Isabelle pulled open the heavy back door of the mill, grateful for the familiar smell of leather and glue, the loud clanking from the machine room she passed, the whirring sound of the elevator as it brought her up and deposited her into the quiet hallway outside the office room. She stopped in the ladies’ room to freshen her lipstick and comb her hair, considering as she did these things that she might not read another book for a while, that life was difficult enough without bringing someone else’s sorrows to crash down about your head.
“GOING TO STOP by and see me this afternoon?” Mr. Robertson would say quietly to Amy as she left his class, or if he met her during the day in the hallway, and then Amy would go to his classroom after school and they would stand by the windows talking, or they might sit on top of the desks. “Going to let me drive you home again?” he would a
sk, and so it became a pattern: their walk out to the teachers’ parking lot, their drive along Route 22, and then sitting in her driveway in his car.

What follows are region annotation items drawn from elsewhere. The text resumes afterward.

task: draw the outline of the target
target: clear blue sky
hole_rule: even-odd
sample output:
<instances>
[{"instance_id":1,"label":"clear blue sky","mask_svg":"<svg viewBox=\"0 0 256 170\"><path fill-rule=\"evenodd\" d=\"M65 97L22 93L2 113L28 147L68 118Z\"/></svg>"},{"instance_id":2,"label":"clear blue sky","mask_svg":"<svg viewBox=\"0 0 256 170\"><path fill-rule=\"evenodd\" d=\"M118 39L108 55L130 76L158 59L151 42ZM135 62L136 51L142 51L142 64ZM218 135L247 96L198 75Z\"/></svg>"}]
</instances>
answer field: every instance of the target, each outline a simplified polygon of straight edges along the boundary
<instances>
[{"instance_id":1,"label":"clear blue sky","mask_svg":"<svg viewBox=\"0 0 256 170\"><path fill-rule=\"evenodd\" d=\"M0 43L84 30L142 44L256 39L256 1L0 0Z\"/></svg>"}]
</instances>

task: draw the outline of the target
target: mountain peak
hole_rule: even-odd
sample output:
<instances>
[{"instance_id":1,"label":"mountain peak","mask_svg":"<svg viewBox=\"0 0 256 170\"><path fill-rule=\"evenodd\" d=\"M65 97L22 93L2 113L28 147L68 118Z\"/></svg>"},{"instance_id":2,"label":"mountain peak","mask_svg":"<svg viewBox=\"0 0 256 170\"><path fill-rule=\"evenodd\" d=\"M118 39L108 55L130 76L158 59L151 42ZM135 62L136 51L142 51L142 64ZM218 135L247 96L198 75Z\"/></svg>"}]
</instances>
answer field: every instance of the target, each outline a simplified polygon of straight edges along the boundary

She had not intended to kiss him again, but the very next time he drove her home, as she prepared to get out of the car, he had said teasingly, “No kiss today?” and leaned toward her, offering his cheek. So that became part of the pattern as well, her lips lightly touching his bearded cheek.
One day he turned his head and kissed her on the mouth. “Have a good evening,” he said afterward, with a brief nod of his head.

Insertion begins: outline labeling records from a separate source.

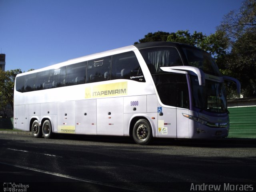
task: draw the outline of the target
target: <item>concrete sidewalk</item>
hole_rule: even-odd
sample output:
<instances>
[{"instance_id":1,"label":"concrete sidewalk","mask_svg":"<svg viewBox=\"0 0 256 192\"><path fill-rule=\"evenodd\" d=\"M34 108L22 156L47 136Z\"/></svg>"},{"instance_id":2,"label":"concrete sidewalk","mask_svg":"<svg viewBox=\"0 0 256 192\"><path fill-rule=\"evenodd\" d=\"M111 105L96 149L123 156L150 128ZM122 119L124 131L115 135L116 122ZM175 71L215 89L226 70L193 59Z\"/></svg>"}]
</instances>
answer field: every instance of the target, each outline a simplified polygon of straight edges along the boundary
<instances>
[{"instance_id":1,"label":"concrete sidewalk","mask_svg":"<svg viewBox=\"0 0 256 192\"><path fill-rule=\"evenodd\" d=\"M10 129L10 130L0 130L0 134L16 134L20 135L31 135L30 131L16 131Z\"/></svg>"}]
</instances>

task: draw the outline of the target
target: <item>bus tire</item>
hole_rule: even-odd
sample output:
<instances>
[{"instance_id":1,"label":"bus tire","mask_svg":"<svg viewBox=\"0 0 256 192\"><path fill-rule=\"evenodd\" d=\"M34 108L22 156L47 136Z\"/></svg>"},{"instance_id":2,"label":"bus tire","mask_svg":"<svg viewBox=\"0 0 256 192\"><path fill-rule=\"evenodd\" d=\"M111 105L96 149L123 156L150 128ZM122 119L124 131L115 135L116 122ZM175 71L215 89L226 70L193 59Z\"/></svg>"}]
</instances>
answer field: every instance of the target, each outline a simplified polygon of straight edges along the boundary
<instances>
[{"instance_id":1,"label":"bus tire","mask_svg":"<svg viewBox=\"0 0 256 192\"><path fill-rule=\"evenodd\" d=\"M134 124L132 138L140 145L146 145L152 139L152 129L149 122L145 119L138 120Z\"/></svg>"},{"instance_id":2,"label":"bus tire","mask_svg":"<svg viewBox=\"0 0 256 192\"><path fill-rule=\"evenodd\" d=\"M35 120L31 126L31 132L34 137L38 138L42 137L42 130L37 120Z\"/></svg>"},{"instance_id":3,"label":"bus tire","mask_svg":"<svg viewBox=\"0 0 256 192\"><path fill-rule=\"evenodd\" d=\"M49 120L46 120L43 124L42 132L43 136L46 139L50 139L52 136L52 124Z\"/></svg>"}]
</instances>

That night she did not do any homework again. She did not do much of anything except move restlessly about the house, thinking of his deliberate kiss to her mouth. Isabelle felt her forehead to see if she was sick.
“I’m fine,” Amy said. “Really.”
But it was hard, this whole business of lying to her mother. She said now, sitting down on the edge of the couch and holding some hair up in front of her face, as though checking for split ends. “Tomorrow I’ll probably be staying a little bit after school again.”
“English Club?”
“Math,” Amy said. (There was no English Club. She had made that up on the spur of the moment one day.) “Math help. Well, not help. A few of us are really good in math and the teacher’s been giving us this trigonometry stuff. Practically college stuff. He said he’ll work extra with us sometimes after school.”
“Oh, really,” said Isabelle, completely fooled. “Isn’t that nice. Interesting, too.”
“Why interesting?” Amy kept squinting at the hair she held before her face; her eyes were almost crossed.
“Because my father was very good with numbers. Maybe you inherited it from him.”
Amy wasn’t so good in math. When she saw Mr. Robertson after school they never talked about math. “I like English better,” she said, dropping her hair, and thinking again about Mr. Robertson’s wife and why she had left him. He must have asked her to leave.